ABSTRACT

Foreign language education provides excellent opportunities to expose students to language cultures through experiences that can enrich their understanding not only of language and culture but also themselves and their roles in communities local to global. Service learning (SL) is an empirically supported high-impact pedagogy that integrates academic material, community-engaged activities and critical reflection to achieve academic, civic and personal growth learning goals and to advance public purposes. Through intentional design, learning in any and all of these categories can be intercultural in nature, and community change can be linked to local, regional, national, and/or global change initiatives. With its goals and processes co-created by instructors, students and community members, SL has great potential to cultivate among all participants the knowledge, skills, attitudes and behaviors associated with global citizenship, including the critique of self and of systems on which authentic, culturallycontextualized and effective efforts to move toward justice, sustainability and peace (the ultimate ends held up by this volume) depend.

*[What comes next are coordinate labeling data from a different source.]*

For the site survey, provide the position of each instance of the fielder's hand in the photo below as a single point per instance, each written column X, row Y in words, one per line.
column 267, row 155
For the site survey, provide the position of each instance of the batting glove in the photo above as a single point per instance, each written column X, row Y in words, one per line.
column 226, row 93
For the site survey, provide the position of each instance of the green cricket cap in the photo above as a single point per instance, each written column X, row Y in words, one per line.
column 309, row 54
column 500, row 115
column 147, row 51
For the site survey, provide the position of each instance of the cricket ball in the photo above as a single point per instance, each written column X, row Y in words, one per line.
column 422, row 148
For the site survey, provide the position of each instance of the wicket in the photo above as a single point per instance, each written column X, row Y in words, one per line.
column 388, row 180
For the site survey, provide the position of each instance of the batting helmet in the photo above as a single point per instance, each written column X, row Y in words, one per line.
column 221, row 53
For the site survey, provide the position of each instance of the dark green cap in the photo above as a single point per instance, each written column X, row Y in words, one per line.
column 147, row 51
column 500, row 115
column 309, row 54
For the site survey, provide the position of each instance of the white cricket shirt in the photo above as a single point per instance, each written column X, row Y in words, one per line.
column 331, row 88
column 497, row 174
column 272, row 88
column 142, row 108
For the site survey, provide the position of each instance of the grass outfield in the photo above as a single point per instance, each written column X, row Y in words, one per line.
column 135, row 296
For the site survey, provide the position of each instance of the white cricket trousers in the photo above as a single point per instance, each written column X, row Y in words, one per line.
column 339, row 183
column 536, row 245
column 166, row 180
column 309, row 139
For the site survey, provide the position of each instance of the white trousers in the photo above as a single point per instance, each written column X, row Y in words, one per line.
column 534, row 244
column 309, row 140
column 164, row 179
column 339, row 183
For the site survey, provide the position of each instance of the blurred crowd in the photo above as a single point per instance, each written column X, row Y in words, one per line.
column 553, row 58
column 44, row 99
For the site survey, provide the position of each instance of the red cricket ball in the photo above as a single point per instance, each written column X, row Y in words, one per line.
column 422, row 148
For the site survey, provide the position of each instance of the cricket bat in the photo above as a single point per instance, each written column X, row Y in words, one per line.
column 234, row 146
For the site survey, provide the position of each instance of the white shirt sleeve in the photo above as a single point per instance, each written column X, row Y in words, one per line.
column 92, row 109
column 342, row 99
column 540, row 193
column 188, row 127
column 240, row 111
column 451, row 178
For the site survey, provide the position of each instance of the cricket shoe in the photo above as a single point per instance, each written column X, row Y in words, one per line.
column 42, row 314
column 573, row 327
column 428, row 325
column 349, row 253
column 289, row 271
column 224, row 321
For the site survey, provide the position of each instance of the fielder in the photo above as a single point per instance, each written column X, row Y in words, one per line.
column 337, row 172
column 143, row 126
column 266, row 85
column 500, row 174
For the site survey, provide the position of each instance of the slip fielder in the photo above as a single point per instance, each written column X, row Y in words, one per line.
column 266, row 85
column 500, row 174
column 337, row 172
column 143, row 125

SL integrated into foreign language education may provide one of the most potent means for developing global citizenship, amplifying language acquisition and enhancing civic-minded democratic engagement as articulated in such frameworks as the Council of Europe’s Competences for Democratic Culture, UNESCO’s Framework for Global Citizenship and the United Nations’ Sustainable Development Goals. This chapter provides an overview of the what, why and how of SL as a significant, ongoing and worldwide innovative change in pedagogy and also explores opportunities and challenges associated with its use in foreign language education.